A three-judge bench presided by Chief Justice P Sathasivam did not find any substance in the Union government’s request to relook the February 18 judgment and dismissed the review petition. “We have carefully gone through the review petition and the connected papers. We find no merit in the review petition and the same is accordingly dismissed,” said the bench comprising Justices Ranjan Gogoi and Shiva Kirti Singh.
The review petition was taken in chambers by the judges in the absence of parties.
The government urged the court to have a second look at its conclusion contending that it had traversed into the jurisdiction of the executive. It claimed that the verdict suffered from serious illegality. The Centre also contended that the matter involved the substantial question of law and should have been referred to the five-judge bench instead of being handled by the three-judge bench.
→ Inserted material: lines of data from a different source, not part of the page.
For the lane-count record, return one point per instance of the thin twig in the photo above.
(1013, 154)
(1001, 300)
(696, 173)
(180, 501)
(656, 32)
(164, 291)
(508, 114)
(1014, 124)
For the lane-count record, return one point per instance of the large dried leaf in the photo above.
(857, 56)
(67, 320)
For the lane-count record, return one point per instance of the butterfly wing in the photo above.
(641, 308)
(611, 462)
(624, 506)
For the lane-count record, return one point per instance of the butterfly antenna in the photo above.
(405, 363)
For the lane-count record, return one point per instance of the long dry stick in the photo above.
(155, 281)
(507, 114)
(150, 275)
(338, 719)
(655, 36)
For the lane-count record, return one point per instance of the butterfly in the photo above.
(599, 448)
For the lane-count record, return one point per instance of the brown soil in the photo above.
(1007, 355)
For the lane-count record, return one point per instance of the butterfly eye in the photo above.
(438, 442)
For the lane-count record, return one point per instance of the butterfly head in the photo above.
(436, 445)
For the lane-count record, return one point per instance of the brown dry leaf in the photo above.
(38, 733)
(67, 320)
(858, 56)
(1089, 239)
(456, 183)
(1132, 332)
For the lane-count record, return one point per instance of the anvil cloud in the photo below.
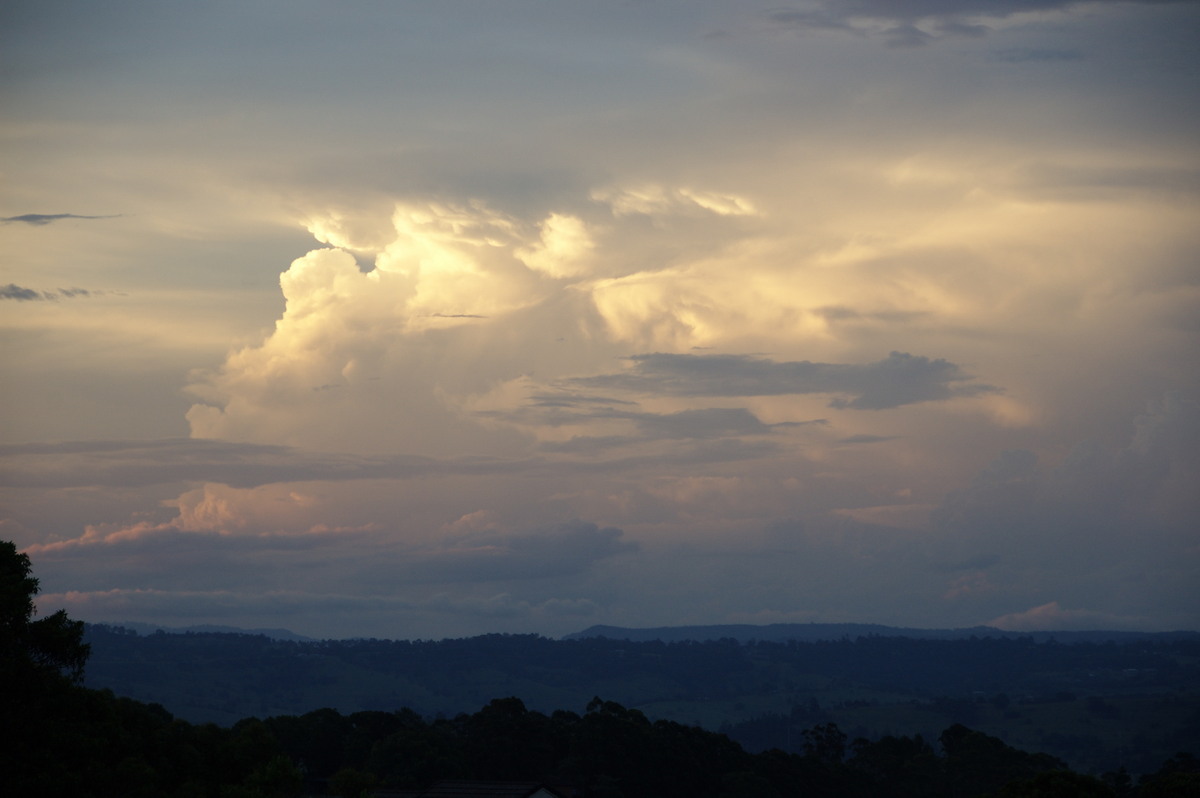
(429, 319)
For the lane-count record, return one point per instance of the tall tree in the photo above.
(28, 648)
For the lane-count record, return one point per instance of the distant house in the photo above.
(479, 790)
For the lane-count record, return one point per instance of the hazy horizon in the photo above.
(420, 319)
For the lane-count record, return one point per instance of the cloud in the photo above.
(46, 219)
(28, 294)
(899, 379)
(130, 463)
(1093, 525)
(913, 23)
(1053, 617)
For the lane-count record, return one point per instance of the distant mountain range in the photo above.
(815, 633)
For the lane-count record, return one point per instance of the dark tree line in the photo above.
(65, 739)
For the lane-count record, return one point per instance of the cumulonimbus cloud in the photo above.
(898, 379)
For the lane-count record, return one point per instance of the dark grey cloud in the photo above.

The three convicts—V Sriharan alias Murugan, T Suthendraraja alias Santhan and A G Perarivalan alias Arivu—are currently lodged in Vellore jail. They were awarded death penalty by a Tada court in 1998 for former prime minister Rajiv Gandhi’s assassination on May 21, 1991. The apex court upheld their sentences in 1999.
Granting them relief, the court said their sentence became “inexecutable” after an inordinate delay in disposal of their mercy petitions. Soon after the verdict, the Tamil Nadu government decided to release seven convicts, including the three prime ones, which was challenged by the Union government and is still under adjudiciation in the apex court.